Cursor is to blame, but if this issue is that widespread, why would anyone use Cursor with such grave risks, and why wouldn’t any sane user just disable the ai agent from running anything but the most innocent commands. At some point you have to blame the user for using the tool that is so obviously broken and dangerous. However, I do think majority of users are not having this issue, which is why Cursor gets away with just brushing it off. I don’t agree with cursor’s response, but its not as widespread as you are making it. And every time I read these stories, they never post the prompt. Most likely, because it would reveal huge negligence on the user’s part.
I personally have a very limited list of commands on my allowlist. Just manually approve the commands each time and make sure it is correct, or sandbox cursor yourself (Virtualbox), at least until Cursor gets their act together with this issue.
I agree with all this. Cursor doesn’t care since this problem could be solved by verifying rmdir and other removal commands before executing them, or some sort of simulation run to verify if it would touch a file outside the project directory. Like swapping “rmdir” with just “dir” and iterating though the files to see if any are outside the project and counting how many files and folders it will delete and possibly the total size of those files. Then if its past some threshold or files outside the project, it pops up a confirmation and the user accepts or not, but at least the user has some useful information. This is such an easy safety feature to implement its just silly.
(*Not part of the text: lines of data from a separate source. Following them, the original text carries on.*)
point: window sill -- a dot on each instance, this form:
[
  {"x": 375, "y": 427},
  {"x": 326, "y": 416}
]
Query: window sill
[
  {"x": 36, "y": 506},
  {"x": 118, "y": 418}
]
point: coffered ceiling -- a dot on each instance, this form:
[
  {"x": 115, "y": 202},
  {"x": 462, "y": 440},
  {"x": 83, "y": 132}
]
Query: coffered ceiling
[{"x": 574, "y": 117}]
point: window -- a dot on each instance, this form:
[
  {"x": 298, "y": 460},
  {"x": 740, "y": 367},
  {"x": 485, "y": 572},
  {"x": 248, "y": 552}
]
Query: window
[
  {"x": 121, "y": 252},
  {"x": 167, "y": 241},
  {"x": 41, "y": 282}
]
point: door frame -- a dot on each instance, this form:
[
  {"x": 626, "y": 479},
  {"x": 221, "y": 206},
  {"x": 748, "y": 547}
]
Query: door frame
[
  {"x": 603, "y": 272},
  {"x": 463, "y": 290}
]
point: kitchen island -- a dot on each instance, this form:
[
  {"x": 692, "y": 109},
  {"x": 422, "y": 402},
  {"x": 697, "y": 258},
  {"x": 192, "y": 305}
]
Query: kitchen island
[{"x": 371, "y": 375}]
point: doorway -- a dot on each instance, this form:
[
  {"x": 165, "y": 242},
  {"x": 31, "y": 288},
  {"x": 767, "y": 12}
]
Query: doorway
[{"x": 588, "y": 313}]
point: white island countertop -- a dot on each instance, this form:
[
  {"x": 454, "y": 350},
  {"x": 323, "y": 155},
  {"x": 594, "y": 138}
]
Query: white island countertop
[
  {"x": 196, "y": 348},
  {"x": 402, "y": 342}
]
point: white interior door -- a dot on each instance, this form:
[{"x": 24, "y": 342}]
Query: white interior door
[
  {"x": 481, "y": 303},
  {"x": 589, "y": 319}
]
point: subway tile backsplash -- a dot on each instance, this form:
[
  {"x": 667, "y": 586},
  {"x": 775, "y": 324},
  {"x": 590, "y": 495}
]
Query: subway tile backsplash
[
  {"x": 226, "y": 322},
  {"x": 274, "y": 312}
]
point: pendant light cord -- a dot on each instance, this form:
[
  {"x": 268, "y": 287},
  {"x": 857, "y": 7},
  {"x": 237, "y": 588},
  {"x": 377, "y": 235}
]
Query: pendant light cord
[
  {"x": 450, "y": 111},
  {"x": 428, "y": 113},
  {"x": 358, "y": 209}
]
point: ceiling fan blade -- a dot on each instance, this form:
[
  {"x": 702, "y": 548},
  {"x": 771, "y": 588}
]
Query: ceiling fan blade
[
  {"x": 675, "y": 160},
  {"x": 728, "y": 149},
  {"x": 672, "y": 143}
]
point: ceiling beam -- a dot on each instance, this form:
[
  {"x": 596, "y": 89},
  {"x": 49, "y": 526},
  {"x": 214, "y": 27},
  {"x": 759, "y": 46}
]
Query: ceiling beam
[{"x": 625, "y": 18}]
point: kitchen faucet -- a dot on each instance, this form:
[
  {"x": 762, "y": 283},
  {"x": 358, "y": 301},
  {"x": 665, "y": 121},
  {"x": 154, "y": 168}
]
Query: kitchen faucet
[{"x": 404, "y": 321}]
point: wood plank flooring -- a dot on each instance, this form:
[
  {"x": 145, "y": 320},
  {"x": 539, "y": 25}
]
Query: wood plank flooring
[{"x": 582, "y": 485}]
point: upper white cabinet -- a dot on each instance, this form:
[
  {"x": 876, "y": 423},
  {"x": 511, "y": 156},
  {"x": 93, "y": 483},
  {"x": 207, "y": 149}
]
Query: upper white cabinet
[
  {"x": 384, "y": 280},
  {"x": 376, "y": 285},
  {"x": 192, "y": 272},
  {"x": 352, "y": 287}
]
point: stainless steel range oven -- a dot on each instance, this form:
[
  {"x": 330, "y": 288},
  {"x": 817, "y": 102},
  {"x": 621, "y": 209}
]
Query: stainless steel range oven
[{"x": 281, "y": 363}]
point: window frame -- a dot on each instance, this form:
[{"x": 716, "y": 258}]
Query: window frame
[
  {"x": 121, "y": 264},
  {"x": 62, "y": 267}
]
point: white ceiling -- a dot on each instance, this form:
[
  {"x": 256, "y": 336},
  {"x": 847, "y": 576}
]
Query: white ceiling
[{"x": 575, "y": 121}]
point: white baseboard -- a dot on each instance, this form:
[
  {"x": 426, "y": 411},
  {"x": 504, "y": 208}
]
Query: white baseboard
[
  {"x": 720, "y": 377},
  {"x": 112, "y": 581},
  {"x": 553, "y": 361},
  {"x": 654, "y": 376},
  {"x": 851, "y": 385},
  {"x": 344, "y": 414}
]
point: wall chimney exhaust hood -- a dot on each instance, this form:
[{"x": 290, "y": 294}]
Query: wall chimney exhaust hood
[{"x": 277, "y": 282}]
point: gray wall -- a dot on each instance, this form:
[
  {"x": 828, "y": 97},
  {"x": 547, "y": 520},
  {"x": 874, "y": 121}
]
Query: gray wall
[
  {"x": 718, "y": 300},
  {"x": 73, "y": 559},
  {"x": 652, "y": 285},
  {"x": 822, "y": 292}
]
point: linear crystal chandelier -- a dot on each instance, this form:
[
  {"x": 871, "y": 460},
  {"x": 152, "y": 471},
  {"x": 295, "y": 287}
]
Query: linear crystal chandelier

The more powerful a tool is when matched with someone inexperienced the more likely they are to be burned.
Cursor is to be blamed. But the user is to be blamed too for not knowing what they are doing and what accepting a rmdir command could actually mean. It’s like we need a PSA or warning for anyone using these tools, but stuff is moving so fast. People should be very wary about any ai agents manipulating filesystems.
The easiest thing people could do is create a new windows user called “Cursor” with no admin rights, then run cursor ide as that user (even while logged into your normal user account). Optionally could give that cursor user specific project folder access. This way Cursor should not be able to remove anything that the Cursor user does not have access to. Probably need to install Cursor under that user as well, but still that should work.
It is egregious that this is possible at all. If I wrote a prompt that said delete everything in my program files folder, would it do it without some serious warnings? If so, then that is just bad software.
I dont actually think the user has been prompted to Execute the command, ig he already allowing every command to be executed automatically.. While Cursor is still sleepy to add essential security layers
A quick note to everyone in this thread – the discussion has drifted away from the original topic and some of the recent replies haven’t been constructive. We understand this is a frustrating issue, and that frustration is completely valid. But please keep replies respectful and on-topic so the thread stays useful for anyone experiencing similar problems.
@Seif_Maloufi – if you’re able to share the Request ID from that chat session (chat context menu > Copy Request ID) or the exact terminal commands that were run, that would help us strengthen the report. And if you have any updates on the recovery, feel free to share here.
It’s clearly constructive when we are discussing possible workarounds to prevent this issue and possible solutions cursor devs could implement to prevent this pretty serious issue.